Category: Identify > Vulnerability, patch, and version management

Severity: Medium

Resource type: AWS::ECS::Service

AWS Configrule: ecs-fargate-latest-platform-version

Schedule type: Change triggered

Parameters:

  • latestLinuxVersion: 1.4.0 (not customizable)

  • latestWindowsVersion: 1.0.0 (not customizable)

This control checks if Amazon ECS Fargate services are running the latest Fargate platform version. This control fails if the platform version is not the latest.
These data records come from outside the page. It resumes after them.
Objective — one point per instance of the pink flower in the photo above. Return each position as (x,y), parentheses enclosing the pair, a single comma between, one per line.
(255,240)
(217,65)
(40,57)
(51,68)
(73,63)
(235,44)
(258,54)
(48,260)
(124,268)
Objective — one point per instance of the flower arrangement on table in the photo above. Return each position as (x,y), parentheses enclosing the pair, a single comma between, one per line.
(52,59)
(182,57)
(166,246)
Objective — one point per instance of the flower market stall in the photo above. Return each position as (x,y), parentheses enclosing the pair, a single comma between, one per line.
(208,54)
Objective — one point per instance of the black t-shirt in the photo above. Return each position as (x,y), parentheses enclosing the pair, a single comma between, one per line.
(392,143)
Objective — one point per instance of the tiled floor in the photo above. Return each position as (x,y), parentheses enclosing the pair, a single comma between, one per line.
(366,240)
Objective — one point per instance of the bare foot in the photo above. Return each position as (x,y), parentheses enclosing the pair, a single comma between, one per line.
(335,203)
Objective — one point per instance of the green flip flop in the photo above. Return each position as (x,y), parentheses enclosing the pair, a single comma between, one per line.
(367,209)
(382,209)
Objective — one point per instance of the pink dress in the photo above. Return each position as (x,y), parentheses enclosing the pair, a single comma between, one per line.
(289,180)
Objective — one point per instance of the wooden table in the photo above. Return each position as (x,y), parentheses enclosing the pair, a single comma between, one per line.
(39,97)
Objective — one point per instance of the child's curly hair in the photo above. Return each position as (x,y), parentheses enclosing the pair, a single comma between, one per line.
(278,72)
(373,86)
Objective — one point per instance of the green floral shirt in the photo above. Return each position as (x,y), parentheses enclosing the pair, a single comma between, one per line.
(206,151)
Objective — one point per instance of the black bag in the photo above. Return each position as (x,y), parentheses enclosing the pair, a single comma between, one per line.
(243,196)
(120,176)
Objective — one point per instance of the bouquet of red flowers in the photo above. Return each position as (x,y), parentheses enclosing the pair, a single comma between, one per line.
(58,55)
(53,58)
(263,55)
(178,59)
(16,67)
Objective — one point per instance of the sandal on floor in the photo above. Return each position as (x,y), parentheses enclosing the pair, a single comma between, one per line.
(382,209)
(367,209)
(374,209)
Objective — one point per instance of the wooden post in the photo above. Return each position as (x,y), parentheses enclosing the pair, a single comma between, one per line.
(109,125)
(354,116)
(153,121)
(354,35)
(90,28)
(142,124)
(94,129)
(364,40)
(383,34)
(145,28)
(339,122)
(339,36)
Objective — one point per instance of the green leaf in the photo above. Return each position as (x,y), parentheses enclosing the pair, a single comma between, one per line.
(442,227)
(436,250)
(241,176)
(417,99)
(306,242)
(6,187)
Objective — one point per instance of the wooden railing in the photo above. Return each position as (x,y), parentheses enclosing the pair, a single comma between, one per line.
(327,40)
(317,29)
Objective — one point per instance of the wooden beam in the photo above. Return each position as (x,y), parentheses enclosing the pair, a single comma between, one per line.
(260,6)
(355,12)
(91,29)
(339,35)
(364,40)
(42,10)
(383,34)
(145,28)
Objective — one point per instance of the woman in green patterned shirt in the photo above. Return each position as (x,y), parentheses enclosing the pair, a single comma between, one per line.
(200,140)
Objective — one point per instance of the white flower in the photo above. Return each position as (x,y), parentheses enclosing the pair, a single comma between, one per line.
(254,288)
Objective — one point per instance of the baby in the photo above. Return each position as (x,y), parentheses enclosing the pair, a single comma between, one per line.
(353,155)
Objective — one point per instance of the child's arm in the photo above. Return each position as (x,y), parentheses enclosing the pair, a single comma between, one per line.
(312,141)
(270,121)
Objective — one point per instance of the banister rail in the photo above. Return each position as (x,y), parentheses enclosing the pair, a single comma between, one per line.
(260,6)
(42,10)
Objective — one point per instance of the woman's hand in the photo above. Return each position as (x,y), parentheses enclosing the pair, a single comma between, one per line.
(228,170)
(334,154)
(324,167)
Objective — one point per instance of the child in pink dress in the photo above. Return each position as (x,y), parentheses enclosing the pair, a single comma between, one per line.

AWS Fargate platform versions refer to a specific runtime environment for Fargate task infrastructure, which is a combination of kernel and container runtime versions. New platform versions are released as the runtime environment evolves. For example, a new version may be released for kernel or operating system updates, new features, bug fixes, or security updates. Security updates and patches are deployed automatically for your Fargate tasks. If a security issue is found that affects a platform version, AWS patches the platform version.

Remediation

To update an existing service, including its platform version, see Updating a service in the Amazon Elastic Container Service Developer Guide.

[ECS.12] ECS clusters should use Container Insights

Related requirements: NIST.800-53.r5 AU-6(3), NIST.800-53.r5 AU-6(4), NIST.800-53.r5 CA-7, NIST.800-53.r5 SI-2

Category: Identify > Logging

Severity: Medium

Resource type: AWS::ECS::Cluster

AWS Configrule: ecs-container-insights-enabled

Schedule type: Change triggered

Parameters: None

This control checks if ECS clusters use Container Insights. This control fails if Container Insights are not set up for a cluster.

Monitoring is an important part of maintaining the reliability, availability, and performance of Amazon ECS clusters. Use CloudWatch Container Insights to collect, aggregate, and summarize metrics and logs from your containerized applications and microservices. CloudWatch automatically collects metrics for many resources, such as CPU, memory, disk, and network. Container Insights also provides diagnostic information, such as container restart failures, to help you isolate issues and resolve them quickly. You can also set CloudWatch alarms on metrics that Container Insights collects.

Remediation

To use Container Insights, see Updating a service in the Amazon CloudWatch User Guide.